I explained my presence upon the Exeter road, and suggested that I would leave the car as soon as we reached the gateway in question, and continue upon foot the balance of my way. My companion nodded, and we smoked in silence for a few moments. Suddenly, with a great swirl of dead leaves, and a squall of cold rain, the storm broke upon us. The force of the gale was terrific, and although the car was provided with a leather top, the wind-swept rain poured in and threatened to drench us to the skin. My companion drew the heavy lap-robe close about his chin, and motioned to me to do likewise, and a moment later we turned quickly into a handsome, gray-stone gateway and up a long, straight gravel road, bordered on each side by a row of beautiful oaks. I glanced up at my new acquaintance in some surprise, but he only smiled and nodded, so I said no more, realizing that he could hardly set me down in the face of such a storm.

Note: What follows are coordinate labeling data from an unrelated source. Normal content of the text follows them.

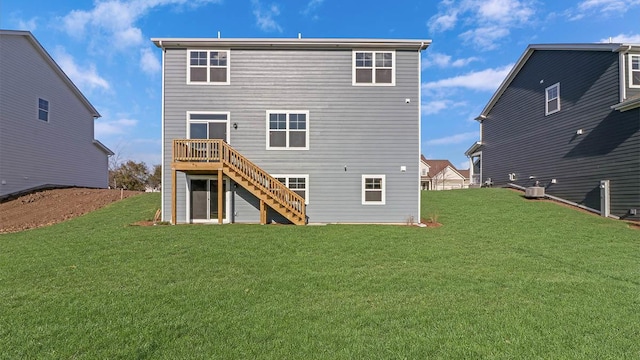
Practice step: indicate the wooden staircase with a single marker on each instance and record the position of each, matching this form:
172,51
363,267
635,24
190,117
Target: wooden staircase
209,155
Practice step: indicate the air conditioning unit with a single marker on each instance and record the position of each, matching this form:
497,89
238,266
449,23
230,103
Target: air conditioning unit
534,192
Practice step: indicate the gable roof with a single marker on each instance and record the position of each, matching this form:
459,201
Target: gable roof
614,47
436,166
288,43
54,66
102,147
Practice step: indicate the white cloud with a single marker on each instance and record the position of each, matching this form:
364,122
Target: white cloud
434,107
265,18
115,20
442,22
453,139
601,8
86,78
30,25
484,80
444,61
607,6
485,37
464,165
149,63
312,6
623,38
486,21
105,128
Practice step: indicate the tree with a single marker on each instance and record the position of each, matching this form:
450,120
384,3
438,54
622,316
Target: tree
154,180
130,175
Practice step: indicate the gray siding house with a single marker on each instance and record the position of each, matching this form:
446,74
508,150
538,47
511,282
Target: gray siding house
291,130
567,117
46,124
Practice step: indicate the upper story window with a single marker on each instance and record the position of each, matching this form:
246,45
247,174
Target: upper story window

We swirled over the wet gravel for perhaps a quarter of a mile, through a fine park, and with a swift turn at the end brought up under the porte-cochère of a large, gray-stone house of a peculiar and to me somewhat gloomy and unattractive appearance. The rain, however, was now coming down so heavily, and the wind swept with such furious strength through the moaning trees in the park, that I saw it would be useless to attempt to proceed against it, either on foot or in the motor, so I followed my companion as he stepped from the machine and rang the bell. After a short wait, the door was thrown open by a servant and we hurriedly entered, my acquaintance calling to the chauffeur as we did so to proceed at once to the stables and wait until the rain had moderated before setting out upon his return journey.